Lopez mentioned that he had recently told his internist that he was getting up six or more times each night to urinate. Smith suspected the cause might not be his prostate, the most common origin of such a problem, but rather dehydration that can result from an electrolyte problem.

Reviewing his lab tests, Smith spotted a slightly but persistently elevated sodium count in the years after the accident — but not before. He calculated Lopez’s serum osmolality, which measures the concentration of sodium ions and other substances in the blood. Smith’s calculations showed that it, too, was elevated.

Smith suspected that the blow to Lopez’s head might have damaged his pituitary, the pea-sized gland at the base of the brain, which serves as the body’s metabolic control center. A traumatic brain injury can cause hypopituitarism, a condition in which a hormone deficiency impairs normal function. One of the hormones released by the pituitary is antidiuretic hormone (ADH), which regulates fluid balance.

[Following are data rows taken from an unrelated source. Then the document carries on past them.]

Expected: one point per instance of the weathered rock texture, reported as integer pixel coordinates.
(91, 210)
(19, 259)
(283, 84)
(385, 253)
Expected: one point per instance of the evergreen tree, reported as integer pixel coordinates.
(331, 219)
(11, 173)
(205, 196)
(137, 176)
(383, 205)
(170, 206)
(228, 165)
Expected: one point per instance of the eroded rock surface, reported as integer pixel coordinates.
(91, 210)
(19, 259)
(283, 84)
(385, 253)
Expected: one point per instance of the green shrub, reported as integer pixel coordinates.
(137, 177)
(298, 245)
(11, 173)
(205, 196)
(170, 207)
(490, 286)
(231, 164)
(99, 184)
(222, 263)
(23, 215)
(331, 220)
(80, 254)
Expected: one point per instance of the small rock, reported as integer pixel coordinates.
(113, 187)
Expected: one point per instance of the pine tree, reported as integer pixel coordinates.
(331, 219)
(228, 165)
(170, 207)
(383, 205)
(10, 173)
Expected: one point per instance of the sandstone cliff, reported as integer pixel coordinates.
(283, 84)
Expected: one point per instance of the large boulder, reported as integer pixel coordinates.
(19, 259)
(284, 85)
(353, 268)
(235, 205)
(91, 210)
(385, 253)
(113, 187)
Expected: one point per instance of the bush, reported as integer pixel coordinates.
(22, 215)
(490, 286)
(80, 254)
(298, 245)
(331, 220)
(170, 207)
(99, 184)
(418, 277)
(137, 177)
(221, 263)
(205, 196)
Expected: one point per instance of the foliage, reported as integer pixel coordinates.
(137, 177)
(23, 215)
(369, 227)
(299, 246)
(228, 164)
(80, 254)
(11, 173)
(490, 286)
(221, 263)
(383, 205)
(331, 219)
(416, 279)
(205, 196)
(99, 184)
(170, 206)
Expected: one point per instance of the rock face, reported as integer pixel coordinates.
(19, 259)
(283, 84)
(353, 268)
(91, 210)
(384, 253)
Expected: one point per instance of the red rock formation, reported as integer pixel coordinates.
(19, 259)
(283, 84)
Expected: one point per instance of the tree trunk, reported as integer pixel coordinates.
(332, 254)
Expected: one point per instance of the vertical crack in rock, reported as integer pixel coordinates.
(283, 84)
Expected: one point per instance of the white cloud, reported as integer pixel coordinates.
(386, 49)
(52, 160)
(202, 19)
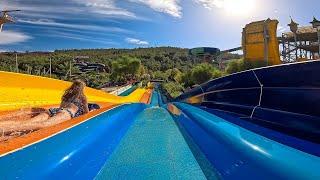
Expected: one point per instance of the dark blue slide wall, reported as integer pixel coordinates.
(285, 98)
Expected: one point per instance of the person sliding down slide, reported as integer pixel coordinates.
(73, 104)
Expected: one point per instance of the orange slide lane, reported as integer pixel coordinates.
(36, 136)
(146, 97)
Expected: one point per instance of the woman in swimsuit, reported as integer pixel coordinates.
(73, 104)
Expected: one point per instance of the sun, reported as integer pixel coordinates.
(239, 7)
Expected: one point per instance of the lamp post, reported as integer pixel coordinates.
(316, 24)
(294, 29)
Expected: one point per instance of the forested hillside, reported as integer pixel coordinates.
(173, 65)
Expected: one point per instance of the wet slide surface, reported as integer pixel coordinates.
(152, 148)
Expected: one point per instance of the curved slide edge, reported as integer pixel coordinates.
(285, 98)
(78, 152)
(21, 90)
(238, 153)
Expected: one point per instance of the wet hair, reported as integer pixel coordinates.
(75, 93)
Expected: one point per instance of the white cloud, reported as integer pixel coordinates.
(282, 29)
(170, 7)
(210, 4)
(71, 7)
(12, 37)
(3, 50)
(79, 37)
(48, 22)
(137, 41)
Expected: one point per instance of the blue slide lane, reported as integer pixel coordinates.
(77, 153)
(153, 148)
(237, 153)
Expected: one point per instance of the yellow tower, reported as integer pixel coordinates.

The neurologist theorized that Lopez’s damaged pituitary had caused central diabetes insipidus, a rare disorder in which the kidneys remove too much fluid.

Lopez was initially skeptical.

But he was desperate enough

to ask his primary-care doctor to order osmolality and urine tests. Though dubious he could have such a rare condition, he ordered the tests, followed by a second round. All were abnormal, but the doctor remained unconvinced.

Lopez pushed for a referral to an endocrinologist. He, too, was skeptical, but ordered additional tests that yielded the same result, along with a scan that ruled out a pituitary tumor.

Smith’s meticulous analysis had led to the diagnosis of diabetes insipidus which essentially had been hiding in plain sight.

Lopez began taking a form of vasopressin, the replacement hormone he will need for the rest of his life. Slowly but steadily, he began to improve.

“I feel 80% to 90% better,” Lopez said recently. He carefully monitors his salt intake to prevent sodium overload, must avoid becoming overheated — he no longer runs — and cannot consume alcohol or caffeine, which are too dehydrating. He also takes expensive medication to treat the consequences of his unnecessary gallbladder surgery.

Lopez is trying to make up for the years he lost with his children, who are now 5, 12 and 14. He deeply regrets that his stepfather, who he said was consumed by trying to help him, did not live to see the outcome. He died in 2015.

Lopez thinks if it were not for his work as a malpractice lawyer, "I would never have met the person who diagnosed it.” He said he worries about others who are suffering and lack support or resources. “I represent people like that all the time,” he added.